Cartas a la Familia: A Lesson in Internationalization

Until late 2019, the Center for Digital Research in the Humanities (CDRH) had no multilingual sites. Despite creating and maintaining dozens of sites with content spanning disciplines, the only projects that even came close were the Omaha & Ponca Digital Dictionary, and The Good Person: Excerpts from the Yorùbá Proverb Treasury. Though both of these have contents in multiple languages, the overall websites (navigation, about pages, etc) are English only. With the launch of Cartas a la Familia, or Family Letters, the CDRH has taken its first step at a truly multilingual site with a project that is in both Spanish and English. We are excited that we have built some of the infrastructure needed to create more multilingual sites, and we hope that we have the opportunity to create such projects. If we learned anything from the process of creating Cartas a la Familia, it’s that the hardest part of a multilingual site is not the technology or the language, it’s us. More on that later, but first, the technology!

The landing page for Cartas a la Familia

The Technical Side

Cartas a la Familia was the product of a collaboration between Dr. Isabel Velázquez from UNL’s Department of Modern Languages and Literatures, the Shanahan family of Davey, NE, the Center for Digital Research in the Humanities, and nearly a dozen graduate and undergraduate students.
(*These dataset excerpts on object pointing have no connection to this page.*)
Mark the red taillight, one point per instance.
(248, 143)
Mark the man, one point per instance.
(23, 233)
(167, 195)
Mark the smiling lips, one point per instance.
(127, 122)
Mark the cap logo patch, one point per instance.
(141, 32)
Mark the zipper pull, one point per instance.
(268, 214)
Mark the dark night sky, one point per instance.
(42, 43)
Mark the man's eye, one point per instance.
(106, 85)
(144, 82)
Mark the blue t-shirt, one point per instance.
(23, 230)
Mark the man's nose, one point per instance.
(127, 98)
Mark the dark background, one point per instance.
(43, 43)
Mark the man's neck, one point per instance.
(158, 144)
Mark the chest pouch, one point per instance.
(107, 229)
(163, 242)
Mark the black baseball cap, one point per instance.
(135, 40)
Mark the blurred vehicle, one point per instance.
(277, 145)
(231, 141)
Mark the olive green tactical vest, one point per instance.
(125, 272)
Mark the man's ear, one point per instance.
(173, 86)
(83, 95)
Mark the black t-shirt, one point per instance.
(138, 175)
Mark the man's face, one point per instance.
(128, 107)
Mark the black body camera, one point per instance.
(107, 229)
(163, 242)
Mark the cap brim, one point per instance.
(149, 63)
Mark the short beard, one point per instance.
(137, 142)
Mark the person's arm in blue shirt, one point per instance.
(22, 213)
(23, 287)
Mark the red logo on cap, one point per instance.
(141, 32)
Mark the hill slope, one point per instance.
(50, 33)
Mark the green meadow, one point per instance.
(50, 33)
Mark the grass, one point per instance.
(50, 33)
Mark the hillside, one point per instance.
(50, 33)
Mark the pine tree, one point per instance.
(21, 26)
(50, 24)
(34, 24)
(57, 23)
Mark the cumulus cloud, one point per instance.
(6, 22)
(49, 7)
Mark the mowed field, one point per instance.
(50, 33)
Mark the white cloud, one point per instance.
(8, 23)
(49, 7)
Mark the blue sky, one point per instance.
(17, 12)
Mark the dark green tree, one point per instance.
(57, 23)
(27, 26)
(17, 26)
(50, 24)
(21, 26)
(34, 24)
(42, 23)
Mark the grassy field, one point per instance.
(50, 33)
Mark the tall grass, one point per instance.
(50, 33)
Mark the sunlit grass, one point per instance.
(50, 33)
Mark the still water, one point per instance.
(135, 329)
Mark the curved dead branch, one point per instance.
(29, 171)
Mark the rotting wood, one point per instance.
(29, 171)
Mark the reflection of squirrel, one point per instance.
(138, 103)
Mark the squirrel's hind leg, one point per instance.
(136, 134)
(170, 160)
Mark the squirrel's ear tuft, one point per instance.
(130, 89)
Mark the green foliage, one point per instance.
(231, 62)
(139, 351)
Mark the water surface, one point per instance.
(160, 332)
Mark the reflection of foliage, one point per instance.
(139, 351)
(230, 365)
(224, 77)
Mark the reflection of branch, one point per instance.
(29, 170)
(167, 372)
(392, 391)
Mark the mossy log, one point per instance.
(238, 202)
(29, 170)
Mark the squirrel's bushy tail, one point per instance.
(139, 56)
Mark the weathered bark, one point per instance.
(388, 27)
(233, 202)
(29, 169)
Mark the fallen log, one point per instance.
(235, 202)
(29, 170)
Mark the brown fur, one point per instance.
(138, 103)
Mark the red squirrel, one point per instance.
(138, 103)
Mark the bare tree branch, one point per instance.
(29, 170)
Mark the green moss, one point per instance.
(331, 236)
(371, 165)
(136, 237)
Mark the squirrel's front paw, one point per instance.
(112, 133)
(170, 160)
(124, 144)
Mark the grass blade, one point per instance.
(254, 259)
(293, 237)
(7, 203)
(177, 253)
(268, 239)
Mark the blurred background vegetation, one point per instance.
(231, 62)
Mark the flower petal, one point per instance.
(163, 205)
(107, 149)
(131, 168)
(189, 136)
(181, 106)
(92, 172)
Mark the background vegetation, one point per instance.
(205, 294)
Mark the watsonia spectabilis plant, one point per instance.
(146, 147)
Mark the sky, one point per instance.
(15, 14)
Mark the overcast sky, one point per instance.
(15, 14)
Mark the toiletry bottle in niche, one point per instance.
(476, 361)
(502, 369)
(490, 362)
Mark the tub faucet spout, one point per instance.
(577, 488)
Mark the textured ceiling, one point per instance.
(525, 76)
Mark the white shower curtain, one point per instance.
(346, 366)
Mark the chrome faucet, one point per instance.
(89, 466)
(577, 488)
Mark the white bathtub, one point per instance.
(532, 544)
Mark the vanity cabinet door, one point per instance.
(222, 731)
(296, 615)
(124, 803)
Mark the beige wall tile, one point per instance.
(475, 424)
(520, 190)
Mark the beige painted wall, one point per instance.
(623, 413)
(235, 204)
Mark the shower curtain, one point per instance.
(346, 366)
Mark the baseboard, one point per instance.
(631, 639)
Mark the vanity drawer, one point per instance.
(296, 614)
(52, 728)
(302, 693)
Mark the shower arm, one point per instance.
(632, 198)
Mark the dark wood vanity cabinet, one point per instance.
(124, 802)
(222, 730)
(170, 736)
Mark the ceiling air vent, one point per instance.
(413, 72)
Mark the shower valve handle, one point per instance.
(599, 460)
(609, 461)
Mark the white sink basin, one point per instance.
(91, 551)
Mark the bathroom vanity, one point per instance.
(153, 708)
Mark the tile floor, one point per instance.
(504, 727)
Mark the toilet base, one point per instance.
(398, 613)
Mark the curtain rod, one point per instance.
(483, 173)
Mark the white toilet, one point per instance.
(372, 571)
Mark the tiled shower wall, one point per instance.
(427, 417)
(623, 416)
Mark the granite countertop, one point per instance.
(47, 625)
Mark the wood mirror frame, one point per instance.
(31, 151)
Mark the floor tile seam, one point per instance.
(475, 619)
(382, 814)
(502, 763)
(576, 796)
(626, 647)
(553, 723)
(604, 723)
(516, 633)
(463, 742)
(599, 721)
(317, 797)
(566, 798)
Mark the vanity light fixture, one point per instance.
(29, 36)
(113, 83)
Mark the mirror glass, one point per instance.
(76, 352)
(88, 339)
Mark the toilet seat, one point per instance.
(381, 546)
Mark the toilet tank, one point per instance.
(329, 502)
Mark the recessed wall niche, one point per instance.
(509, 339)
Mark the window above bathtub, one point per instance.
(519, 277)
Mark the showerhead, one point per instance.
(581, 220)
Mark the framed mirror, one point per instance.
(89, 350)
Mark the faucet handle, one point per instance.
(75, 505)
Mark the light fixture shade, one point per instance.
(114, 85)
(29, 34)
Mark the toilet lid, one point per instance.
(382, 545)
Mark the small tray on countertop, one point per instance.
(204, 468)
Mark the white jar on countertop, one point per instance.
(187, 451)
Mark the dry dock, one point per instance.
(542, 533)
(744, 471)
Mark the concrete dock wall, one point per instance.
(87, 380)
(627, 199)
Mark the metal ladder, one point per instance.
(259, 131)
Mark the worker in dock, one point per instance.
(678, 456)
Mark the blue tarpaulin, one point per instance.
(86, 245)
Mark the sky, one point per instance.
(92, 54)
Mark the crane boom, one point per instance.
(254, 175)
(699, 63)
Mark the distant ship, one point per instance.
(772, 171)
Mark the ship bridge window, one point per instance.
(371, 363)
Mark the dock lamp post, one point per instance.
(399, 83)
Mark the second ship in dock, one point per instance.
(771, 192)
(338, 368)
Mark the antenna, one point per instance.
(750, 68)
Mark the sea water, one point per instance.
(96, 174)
The digital project contains letters spanning decades between family members corresponding between Mexico, Colorado, and Nebraska, photographs from the family’s collection, teaching tools, and analysis about the experience of immigrating to a new community.
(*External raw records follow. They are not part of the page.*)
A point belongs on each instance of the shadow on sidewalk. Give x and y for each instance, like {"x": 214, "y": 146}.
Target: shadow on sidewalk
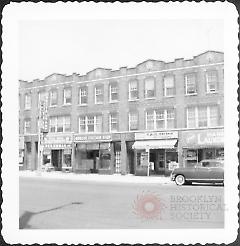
{"x": 25, "y": 218}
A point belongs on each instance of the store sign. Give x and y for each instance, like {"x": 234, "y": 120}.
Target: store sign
{"x": 93, "y": 138}
{"x": 58, "y": 146}
{"x": 21, "y": 142}
{"x": 43, "y": 116}
{"x": 209, "y": 137}
{"x": 57, "y": 139}
{"x": 156, "y": 135}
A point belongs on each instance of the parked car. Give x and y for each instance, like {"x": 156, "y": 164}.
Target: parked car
{"x": 206, "y": 171}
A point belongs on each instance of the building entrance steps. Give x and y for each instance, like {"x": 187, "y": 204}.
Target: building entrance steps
{"x": 128, "y": 178}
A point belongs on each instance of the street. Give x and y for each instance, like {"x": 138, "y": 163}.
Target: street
{"x": 71, "y": 204}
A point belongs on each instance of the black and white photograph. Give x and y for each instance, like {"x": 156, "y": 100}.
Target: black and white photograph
{"x": 120, "y": 123}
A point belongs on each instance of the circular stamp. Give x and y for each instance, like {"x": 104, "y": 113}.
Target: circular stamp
{"x": 148, "y": 206}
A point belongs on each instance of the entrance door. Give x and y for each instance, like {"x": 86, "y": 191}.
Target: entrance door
{"x": 57, "y": 159}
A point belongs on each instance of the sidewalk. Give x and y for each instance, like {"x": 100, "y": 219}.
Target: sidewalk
{"x": 129, "y": 178}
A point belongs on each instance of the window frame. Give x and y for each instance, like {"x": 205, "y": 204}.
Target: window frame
{"x": 186, "y": 84}
{"x": 64, "y": 96}
{"x": 130, "y": 90}
{"x": 154, "y": 88}
{"x": 165, "y": 87}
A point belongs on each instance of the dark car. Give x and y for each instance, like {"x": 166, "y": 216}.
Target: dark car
{"x": 206, "y": 171}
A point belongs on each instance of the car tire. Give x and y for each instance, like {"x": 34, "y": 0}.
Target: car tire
{"x": 180, "y": 180}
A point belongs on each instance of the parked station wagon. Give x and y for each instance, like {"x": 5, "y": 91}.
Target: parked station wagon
{"x": 206, "y": 171}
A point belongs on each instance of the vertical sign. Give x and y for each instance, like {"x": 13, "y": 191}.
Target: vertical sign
{"x": 43, "y": 116}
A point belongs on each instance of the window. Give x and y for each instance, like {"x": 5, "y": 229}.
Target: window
{"x": 113, "y": 92}
{"x": 27, "y": 126}
{"x": 42, "y": 96}
{"x": 60, "y": 124}
{"x": 133, "y": 90}
{"x": 67, "y": 96}
{"x": 53, "y": 98}
{"x": 113, "y": 122}
{"x": 169, "y": 86}
{"x": 27, "y": 101}
{"x": 190, "y": 84}
{"x": 83, "y": 95}
{"x": 99, "y": 94}
{"x": 133, "y": 121}
{"x": 204, "y": 116}
{"x": 149, "y": 88}
{"x": 160, "y": 119}
{"x": 211, "y": 79}
{"x": 90, "y": 123}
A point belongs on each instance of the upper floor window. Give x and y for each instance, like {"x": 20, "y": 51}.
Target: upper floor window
{"x": 149, "y": 87}
{"x": 99, "y": 94}
{"x": 169, "y": 86}
{"x": 90, "y": 123}
{"x": 83, "y": 95}
{"x": 27, "y": 126}
{"x": 160, "y": 119}
{"x": 53, "y": 97}
{"x": 203, "y": 116}
{"x": 42, "y": 96}
{"x": 60, "y": 124}
{"x": 27, "y": 101}
{"x": 211, "y": 80}
{"x": 133, "y": 121}
{"x": 190, "y": 84}
{"x": 67, "y": 96}
{"x": 113, "y": 92}
{"x": 113, "y": 122}
{"x": 133, "y": 90}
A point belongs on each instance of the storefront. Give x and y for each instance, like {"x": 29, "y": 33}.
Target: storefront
{"x": 94, "y": 153}
{"x": 156, "y": 149}
{"x": 202, "y": 144}
{"x": 21, "y": 152}
{"x": 57, "y": 151}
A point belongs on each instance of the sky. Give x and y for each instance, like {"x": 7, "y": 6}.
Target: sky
{"x": 79, "y": 46}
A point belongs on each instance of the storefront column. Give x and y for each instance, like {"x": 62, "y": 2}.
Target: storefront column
{"x": 73, "y": 157}
{"x": 123, "y": 157}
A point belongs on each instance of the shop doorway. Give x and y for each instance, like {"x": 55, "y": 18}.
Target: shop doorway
{"x": 57, "y": 159}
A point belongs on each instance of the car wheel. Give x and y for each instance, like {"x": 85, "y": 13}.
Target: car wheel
{"x": 180, "y": 180}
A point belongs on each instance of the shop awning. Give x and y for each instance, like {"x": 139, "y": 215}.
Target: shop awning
{"x": 155, "y": 144}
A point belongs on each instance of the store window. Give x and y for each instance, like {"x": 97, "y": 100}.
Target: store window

It was critical that this project be available in both Spanish and English. Students were already hard at work transcribing and translating letters so that they were available in both Spanish and English. Meanwhile, the CDRH dev team was contemplating a few questions:

Given that the website would be powered by existing CDRH software, Orchid, how could we alter it to support multiple languages?
How could we use our CDRH API and schema, designed for metadata in English, to provide search capabilities?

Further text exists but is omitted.